If at this point you are shaking your head at those silly fools who would fall for phishing messages, try CyLab's phishing detection quiz and see if you're still feeling so smug afterwards.
"Despite the fact that people were generally cautious, their ability to detect phishing emails was poor enough to jeopardize computer systems," says Casey Canfield, a CyLab researcher from Carnegie Mellon's Department of Engineering and Public Policy, in a statement.
Canfield and her colleagues found in a study in which participants were asked to evaluate more than three dozen emails that people on average were only able to spot about half the phishing emails. But to their credit, they didn't click on 75% of the phishing links. Turns out, people do tend to fear for the worst these days when presented with unfamiliar links.

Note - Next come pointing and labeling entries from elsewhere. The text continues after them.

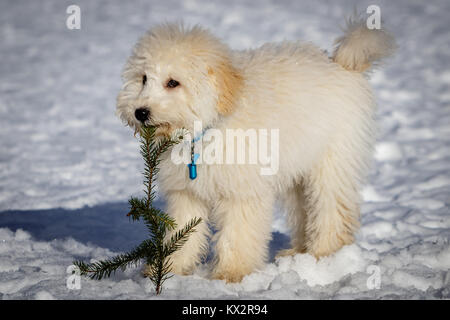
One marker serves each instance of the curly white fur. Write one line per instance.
(322, 107)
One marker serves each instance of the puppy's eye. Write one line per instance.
(172, 83)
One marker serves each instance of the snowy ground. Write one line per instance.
(62, 148)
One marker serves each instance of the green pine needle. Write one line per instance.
(154, 251)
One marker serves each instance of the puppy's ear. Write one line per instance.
(228, 82)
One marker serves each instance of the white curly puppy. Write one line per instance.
(323, 107)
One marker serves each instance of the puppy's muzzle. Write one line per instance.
(142, 114)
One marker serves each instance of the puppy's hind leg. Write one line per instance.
(294, 203)
(244, 233)
(332, 202)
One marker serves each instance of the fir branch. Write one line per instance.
(154, 250)
(180, 237)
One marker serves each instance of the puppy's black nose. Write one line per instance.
(142, 114)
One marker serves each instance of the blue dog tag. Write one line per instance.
(192, 171)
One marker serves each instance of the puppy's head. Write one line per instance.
(176, 76)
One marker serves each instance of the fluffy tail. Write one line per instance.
(360, 48)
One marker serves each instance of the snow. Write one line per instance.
(68, 166)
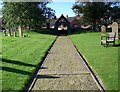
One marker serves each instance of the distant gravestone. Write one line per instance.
(103, 29)
(115, 28)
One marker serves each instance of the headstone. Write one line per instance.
(103, 29)
(115, 28)
(8, 31)
(20, 31)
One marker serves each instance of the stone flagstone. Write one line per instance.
(115, 28)
(64, 69)
(103, 29)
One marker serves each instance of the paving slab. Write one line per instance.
(64, 69)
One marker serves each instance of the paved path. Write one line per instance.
(64, 69)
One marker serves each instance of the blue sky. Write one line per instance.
(62, 8)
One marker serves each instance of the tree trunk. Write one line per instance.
(94, 25)
(14, 33)
(4, 32)
(8, 31)
(20, 31)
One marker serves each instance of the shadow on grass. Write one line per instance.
(47, 76)
(117, 45)
(46, 31)
(43, 68)
(8, 69)
(16, 62)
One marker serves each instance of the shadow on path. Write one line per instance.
(47, 76)
(8, 69)
(16, 62)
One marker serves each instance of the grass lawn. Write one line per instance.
(103, 60)
(20, 56)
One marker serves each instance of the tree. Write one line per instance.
(93, 11)
(23, 14)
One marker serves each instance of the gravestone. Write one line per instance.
(115, 28)
(103, 29)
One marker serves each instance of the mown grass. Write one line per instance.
(103, 60)
(20, 57)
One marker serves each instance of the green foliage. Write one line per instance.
(20, 57)
(24, 14)
(95, 11)
(103, 60)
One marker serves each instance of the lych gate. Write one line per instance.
(62, 25)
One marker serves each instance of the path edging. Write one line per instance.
(93, 74)
(29, 85)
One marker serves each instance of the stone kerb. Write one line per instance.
(103, 29)
(115, 28)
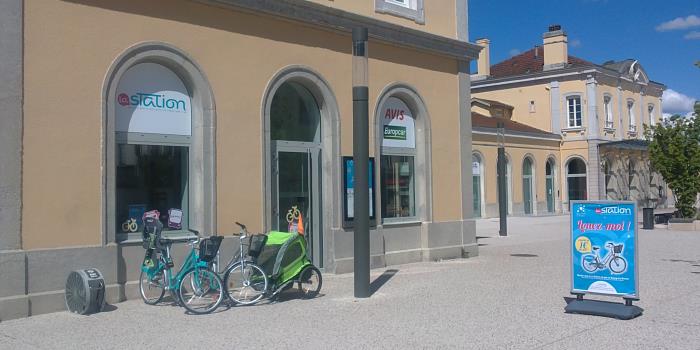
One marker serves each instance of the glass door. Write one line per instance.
(296, 185)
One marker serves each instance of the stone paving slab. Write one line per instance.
(510, 297)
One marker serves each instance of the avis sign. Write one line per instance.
(398, 124)
(604, 248)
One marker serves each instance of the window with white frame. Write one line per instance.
(630, 112)
(153, 129)
(397, 162)
(607, 101)
(411, 9)
(573, 104)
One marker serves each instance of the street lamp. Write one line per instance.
(360, 153)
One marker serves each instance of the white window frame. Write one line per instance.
(632, 117)
(411, 9)
(607, 106)
(572, 117)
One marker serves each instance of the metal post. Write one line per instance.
(502, 186)
(360, 152)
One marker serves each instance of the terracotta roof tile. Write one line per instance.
(530, 61)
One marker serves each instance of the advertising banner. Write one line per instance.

IT departments can help improve end users' network safety by providing them with feedback about their online habits and emphasizing what can happen if bad links are clicked, the researchers say. One method of the latter is embedded training, a CyLab-developed method of teaching end users about phishing if they do click on a bogus link sent by the organization.
Of course more security training, on top of the numerous password changes and other online hygiene preached by organizations these days can also take a toll on end users.
A new study from the National Institute of Standards and Technology (NIST) that was published in IEEE's IT Professional journal found that most regular computer users get "security fatigue" that can lead to unintentionally risky online behavior.
"The finding that the general public is suffering from security fatigue is important because it has implications in the workplace and in people's everyday life," cognitive psychologist and co-author Brian Stanton said in a statement. "It is critical because so many people bank online, and since health care and other valuable information is being moved to the internet. If people can't use security, they are not going to, and then we and our nation won't be secure."
Based on study findings, the researchers shared three ways to ease security fatigue:
Limit the number of security decisions users need to make;
Make it simple for users to choose the right security action; and
Design for consistent decision making whenever possible.
All easier said than done, but worth a shot.